A key element of the package is a requirement for EU member states to exchange information on cross-border tax rulings with each other on a quarterly basis. Currently, an EU member state can unilaterally decide whether a cross-border tax ruling is relevant to another member.

EU Tax Commissioner Pierre Moscovici said in a speech that the economic bloc is committed to global tax transparency beyond the mandatory exchange of cross-border tax rulings.

Single market approach

Moscovici called the EU a pioneer in this area, similar to how the U.S. led the way with its Foreign Account Tax Compliance Act. Speaking about a single market approach, Moscovici said the EU will continue to work with the Organization for Economic Co-operation and Development on its base erosion and profit shifting project but that it cannot rely solely on that group’s work.

Corporate tax avoidance is thought to deprive EU member states of billions of euros a year, according to the Commission. It also undermines fair burden-sharing among taxpayers and fair competition between businesses, the Commission said.

The Commission noted that companies rely on the complexity of tax rules and the lack of cooperation among EU member states to shift profits and minimize taxes. Increasing transparency and cooperation is vital in the battle against aggressive tax planning and abusive tax practices, the Commission stated.

Moscovici also said the EC is working on an action plan to create a true single market from a corporate tax perspective — one that is transparent and predictable to businesses and consumers. He indicated that the action plan would include further discussions about a Common Consolidated Corporate Tax Base (CCCTB).
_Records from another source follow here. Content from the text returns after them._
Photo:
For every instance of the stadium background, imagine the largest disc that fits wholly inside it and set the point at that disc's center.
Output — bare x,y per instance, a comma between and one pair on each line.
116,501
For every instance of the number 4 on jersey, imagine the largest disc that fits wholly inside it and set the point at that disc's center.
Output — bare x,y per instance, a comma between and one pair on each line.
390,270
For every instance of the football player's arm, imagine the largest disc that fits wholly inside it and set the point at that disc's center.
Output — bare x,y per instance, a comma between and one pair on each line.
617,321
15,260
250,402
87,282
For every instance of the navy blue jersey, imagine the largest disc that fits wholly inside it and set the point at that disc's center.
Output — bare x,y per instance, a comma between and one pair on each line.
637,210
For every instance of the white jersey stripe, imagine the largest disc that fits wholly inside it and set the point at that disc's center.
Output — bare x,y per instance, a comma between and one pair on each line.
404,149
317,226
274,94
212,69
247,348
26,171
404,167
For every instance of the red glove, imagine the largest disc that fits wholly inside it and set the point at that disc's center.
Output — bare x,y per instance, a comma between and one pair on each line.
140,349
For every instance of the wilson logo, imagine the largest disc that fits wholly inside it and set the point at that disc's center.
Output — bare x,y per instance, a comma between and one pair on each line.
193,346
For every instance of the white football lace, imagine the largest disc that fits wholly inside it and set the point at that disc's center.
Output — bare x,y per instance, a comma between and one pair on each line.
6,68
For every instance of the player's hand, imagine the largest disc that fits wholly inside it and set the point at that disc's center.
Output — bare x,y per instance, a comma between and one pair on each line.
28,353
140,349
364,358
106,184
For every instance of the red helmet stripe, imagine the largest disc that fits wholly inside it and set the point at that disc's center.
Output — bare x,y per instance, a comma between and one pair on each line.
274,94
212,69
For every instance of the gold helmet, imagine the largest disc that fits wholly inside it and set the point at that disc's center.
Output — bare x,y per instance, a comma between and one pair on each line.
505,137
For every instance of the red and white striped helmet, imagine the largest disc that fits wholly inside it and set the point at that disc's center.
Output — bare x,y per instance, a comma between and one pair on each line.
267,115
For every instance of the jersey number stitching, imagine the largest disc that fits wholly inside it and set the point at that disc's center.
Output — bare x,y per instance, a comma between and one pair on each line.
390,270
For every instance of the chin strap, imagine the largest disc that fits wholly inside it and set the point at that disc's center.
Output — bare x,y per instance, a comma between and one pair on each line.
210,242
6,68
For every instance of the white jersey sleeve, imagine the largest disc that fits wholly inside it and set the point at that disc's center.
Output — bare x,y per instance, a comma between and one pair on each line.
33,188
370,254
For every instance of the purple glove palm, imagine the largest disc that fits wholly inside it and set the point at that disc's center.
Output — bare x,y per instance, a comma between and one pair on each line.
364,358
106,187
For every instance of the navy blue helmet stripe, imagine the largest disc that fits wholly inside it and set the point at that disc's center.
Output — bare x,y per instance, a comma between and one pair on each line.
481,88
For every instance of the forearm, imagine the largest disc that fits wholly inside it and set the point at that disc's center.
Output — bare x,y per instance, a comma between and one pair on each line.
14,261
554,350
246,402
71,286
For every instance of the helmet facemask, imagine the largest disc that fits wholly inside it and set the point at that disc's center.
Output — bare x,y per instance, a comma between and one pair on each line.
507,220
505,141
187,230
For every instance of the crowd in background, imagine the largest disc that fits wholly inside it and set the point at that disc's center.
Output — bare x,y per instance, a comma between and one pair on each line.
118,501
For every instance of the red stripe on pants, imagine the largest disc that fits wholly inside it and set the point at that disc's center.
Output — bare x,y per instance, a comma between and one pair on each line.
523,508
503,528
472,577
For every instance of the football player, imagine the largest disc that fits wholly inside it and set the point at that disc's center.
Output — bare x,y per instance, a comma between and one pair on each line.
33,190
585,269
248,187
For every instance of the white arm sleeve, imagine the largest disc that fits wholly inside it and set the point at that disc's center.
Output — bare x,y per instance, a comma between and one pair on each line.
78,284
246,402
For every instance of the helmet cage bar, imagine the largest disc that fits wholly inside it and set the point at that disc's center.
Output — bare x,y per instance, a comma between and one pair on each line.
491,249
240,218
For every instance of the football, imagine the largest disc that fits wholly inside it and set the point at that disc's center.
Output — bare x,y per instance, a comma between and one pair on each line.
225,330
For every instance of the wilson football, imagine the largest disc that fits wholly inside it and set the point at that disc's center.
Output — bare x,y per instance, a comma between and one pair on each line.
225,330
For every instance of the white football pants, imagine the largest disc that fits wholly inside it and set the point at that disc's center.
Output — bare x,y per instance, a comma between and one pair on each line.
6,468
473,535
What to expect in the future

The CCCTB is a single set of rules that companies operating within the EU could use to calculate taxable profits. A company or qualifying group of companies would have to comply with just one system for computing taxable income, rather than different rules in each EU member state.

According to Moscovici, the question of where tax profits ought to be taxed is paramount because of the existence of a single currency and an internal market with 28 different tax systems.

The Commission expects the package to be in place by Jan. 1, 2016. The European Parliament welcomed the tax transparency package, but called for further effective proposals to be included in the coming months to combat tax havens and tax avoidance.